Kedelapan, tempat musyawarah para wali se-Jawa yang pertama (1463 M/867 H) maupun yang kedua (1466 M/870 H) adalah di Pesantren Glagah Wangi Demak, di mana Sunan Ampel Demak (Syekh Maulana Muhammad Abuddin al-Maghribi), sebagai tuan rumahnya.
Adapun para Pendiri Dewan Walisongo (1466 M/870 H), atau yang lazim disebut Walisongo adalah sebagai berikut:
Pertama, Sunan Ampel Demak (Syekh Maulana Muhammad Abuddin al-Maghribi). Lokasi makamnya telah beralih fungsi sebagai bangunan penginapan di belakang Masjid Agung Demak yang menghadap ke timur kira-kira 12 meter dari makam mertuanya (Syekh Maulana Maghribi). Sementara Sunan Ampel Surabaya adalah murid Sunan Ampel Demak dan beliau tidak pernah menjadi Anggota Majlis Syuro di Kerajaan Demak Bintoro, sebab pengganti Sunan Ampel Demak di Majlis Syuro adalah Syekh Maulana Ibrahim Asmoro Pantaran (Ampel-Boyolali).
Kedua, Sunan Bonang Sepuh (Syekh Maulana Abdullah Hasan Bakem al-Maghribi). Lokasi makamnya ada di Bumi Kasunanan Bonang, Desa Tridonorejo, Kecamatan Bonang, Demak-Jawa Tengah. Pada tahun 1476 M, Sunan Bonang ke-1, mengundurkan dari dari Ketua Dewan Walisongo dan keanggotaannya di Majlis Syuro digantikan oleh Syekh bhMaulana Muntholab Hasan bin Syekh Mudhofar Malik Hasan al-Maghribi (Ujungnegoro Batang).
Ketiga, Sunan Bonang Anom (Syekh Maulana Muhammad Hasan bin Abdullah Hasan Bakem al-Maghribi). Lokasi makamnya ada di Bumi Kasunanan Bonang (sebelah utara makam ayahnya) di Desa Tridonirejo, Kecamatan Bonang, Demak-Jawa Tengah. Adapun Sunan Bonang Tuban adalah Sunan Bonang yang ke-6.
Keempat, Sunan Drajat (Syekh Maulana Abdurrahman Teuku Baha). Lokasi makamnya telah beralih fungsi sebagai RSUD Kab. Demak-Jawa Tengah. Adapun Sunan Drajat Lamongan adalah Sunan Drajat ke-4 dan beliau adalah murid Sunan Drajat ke-2 (Syekh Maulan Mahdum Ibrahim Sampang).

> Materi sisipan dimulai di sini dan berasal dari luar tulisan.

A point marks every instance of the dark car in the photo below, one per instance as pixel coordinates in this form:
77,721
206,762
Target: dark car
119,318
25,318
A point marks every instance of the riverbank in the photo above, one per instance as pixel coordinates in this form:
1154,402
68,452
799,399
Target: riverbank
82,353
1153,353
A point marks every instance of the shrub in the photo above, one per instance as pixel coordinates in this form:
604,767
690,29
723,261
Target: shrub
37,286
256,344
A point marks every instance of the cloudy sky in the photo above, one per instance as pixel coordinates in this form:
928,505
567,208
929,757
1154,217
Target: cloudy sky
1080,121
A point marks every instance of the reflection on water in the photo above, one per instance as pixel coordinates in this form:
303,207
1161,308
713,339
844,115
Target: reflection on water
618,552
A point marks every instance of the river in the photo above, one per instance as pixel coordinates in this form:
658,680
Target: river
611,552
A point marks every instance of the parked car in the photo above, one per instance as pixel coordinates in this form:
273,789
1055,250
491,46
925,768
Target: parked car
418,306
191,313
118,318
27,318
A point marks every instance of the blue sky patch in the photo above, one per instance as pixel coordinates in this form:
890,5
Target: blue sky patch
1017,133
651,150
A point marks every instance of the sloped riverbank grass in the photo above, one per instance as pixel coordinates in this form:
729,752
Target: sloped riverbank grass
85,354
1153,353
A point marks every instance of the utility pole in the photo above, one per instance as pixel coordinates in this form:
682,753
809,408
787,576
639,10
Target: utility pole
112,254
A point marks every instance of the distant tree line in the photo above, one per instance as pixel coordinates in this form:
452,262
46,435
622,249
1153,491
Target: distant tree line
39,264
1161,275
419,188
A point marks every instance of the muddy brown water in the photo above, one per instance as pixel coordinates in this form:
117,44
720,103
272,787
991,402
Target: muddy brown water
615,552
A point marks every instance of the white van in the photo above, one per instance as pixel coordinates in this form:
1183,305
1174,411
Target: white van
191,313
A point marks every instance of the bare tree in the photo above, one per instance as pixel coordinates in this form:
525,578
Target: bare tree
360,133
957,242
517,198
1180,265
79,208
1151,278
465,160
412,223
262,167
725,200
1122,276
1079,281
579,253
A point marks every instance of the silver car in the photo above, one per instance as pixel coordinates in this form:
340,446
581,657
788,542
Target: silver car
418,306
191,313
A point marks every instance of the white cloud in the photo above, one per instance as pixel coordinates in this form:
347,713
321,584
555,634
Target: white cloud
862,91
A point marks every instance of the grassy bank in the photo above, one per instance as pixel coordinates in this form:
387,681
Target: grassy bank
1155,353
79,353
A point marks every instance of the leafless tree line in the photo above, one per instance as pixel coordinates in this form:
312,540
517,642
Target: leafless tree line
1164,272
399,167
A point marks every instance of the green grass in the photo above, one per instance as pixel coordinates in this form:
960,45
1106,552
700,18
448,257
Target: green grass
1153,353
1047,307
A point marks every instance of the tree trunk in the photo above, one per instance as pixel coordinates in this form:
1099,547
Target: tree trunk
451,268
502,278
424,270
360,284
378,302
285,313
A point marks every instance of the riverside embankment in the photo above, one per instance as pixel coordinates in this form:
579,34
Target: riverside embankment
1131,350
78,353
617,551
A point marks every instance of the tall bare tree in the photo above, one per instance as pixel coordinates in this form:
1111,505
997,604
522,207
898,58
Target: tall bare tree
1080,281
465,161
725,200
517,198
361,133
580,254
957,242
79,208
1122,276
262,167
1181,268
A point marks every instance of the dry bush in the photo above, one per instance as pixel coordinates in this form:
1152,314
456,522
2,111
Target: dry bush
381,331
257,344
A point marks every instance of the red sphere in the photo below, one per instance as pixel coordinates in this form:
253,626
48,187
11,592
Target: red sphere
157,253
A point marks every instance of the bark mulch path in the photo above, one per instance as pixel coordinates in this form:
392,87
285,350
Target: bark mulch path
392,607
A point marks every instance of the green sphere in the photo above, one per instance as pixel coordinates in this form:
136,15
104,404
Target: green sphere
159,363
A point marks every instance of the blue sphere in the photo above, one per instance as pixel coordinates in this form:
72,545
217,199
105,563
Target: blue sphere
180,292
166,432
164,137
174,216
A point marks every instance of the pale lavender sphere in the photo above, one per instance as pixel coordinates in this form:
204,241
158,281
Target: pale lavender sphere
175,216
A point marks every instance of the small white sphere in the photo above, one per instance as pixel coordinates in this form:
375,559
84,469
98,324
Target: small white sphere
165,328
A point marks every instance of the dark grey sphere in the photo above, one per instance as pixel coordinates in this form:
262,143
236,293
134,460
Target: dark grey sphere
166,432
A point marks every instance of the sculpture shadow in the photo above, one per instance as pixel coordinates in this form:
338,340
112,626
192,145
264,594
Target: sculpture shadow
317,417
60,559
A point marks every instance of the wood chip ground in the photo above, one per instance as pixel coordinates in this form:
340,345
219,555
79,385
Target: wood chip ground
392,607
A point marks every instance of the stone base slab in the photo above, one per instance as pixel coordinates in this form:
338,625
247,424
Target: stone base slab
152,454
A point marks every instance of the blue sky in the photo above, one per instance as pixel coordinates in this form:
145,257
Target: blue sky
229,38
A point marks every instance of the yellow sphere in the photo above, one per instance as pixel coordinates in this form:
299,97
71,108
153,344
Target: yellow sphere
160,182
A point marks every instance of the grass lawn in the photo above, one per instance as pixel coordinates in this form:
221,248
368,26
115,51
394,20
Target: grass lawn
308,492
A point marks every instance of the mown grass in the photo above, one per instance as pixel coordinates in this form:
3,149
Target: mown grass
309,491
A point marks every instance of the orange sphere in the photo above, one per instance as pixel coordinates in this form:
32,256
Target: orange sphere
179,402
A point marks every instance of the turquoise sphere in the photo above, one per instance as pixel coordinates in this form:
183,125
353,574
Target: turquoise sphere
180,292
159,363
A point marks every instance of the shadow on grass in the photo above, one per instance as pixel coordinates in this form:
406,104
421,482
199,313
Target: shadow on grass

Kelima, Sunan Giri (Syekh Maulana Mudhofar Hasan Shiddiq al-Maghribi). Lokasi makamnya ada di Jabal Kat, Tembayat, Klaten-Jawa Tengah. Adapun Sunan Giri di Gresik (Ainul Yaqin) adalah Sunan Giri ke-4.
Keenam, Sunan Kalijaga (Syekh Maulana Abdullah Said Putra Tumenggung Wilwatiktab Adipati Tuban) yang menjadi murid Sunan Bonang Sepuh (Sunan Bonang ke-1) dari tahun 1448-1486 M. Lokasi makamnya ada di Kelurahan Kadilangu, Demak-Jawa Tengah. Sunan Kalijaga adalah Ketua Dewan Walisongo ketiga (1503-1576 M). Sunan Bonang Tuban (Mahdum Ibrahim bin Ali Rahmatullah) adalah murid Sunan Kalijaga, keponakannya (anak mbakyunya), sekaligus menantu Sunan Kalijaga yang dinikahkan dengan anaknya yang ketiga dari istri pertamanya.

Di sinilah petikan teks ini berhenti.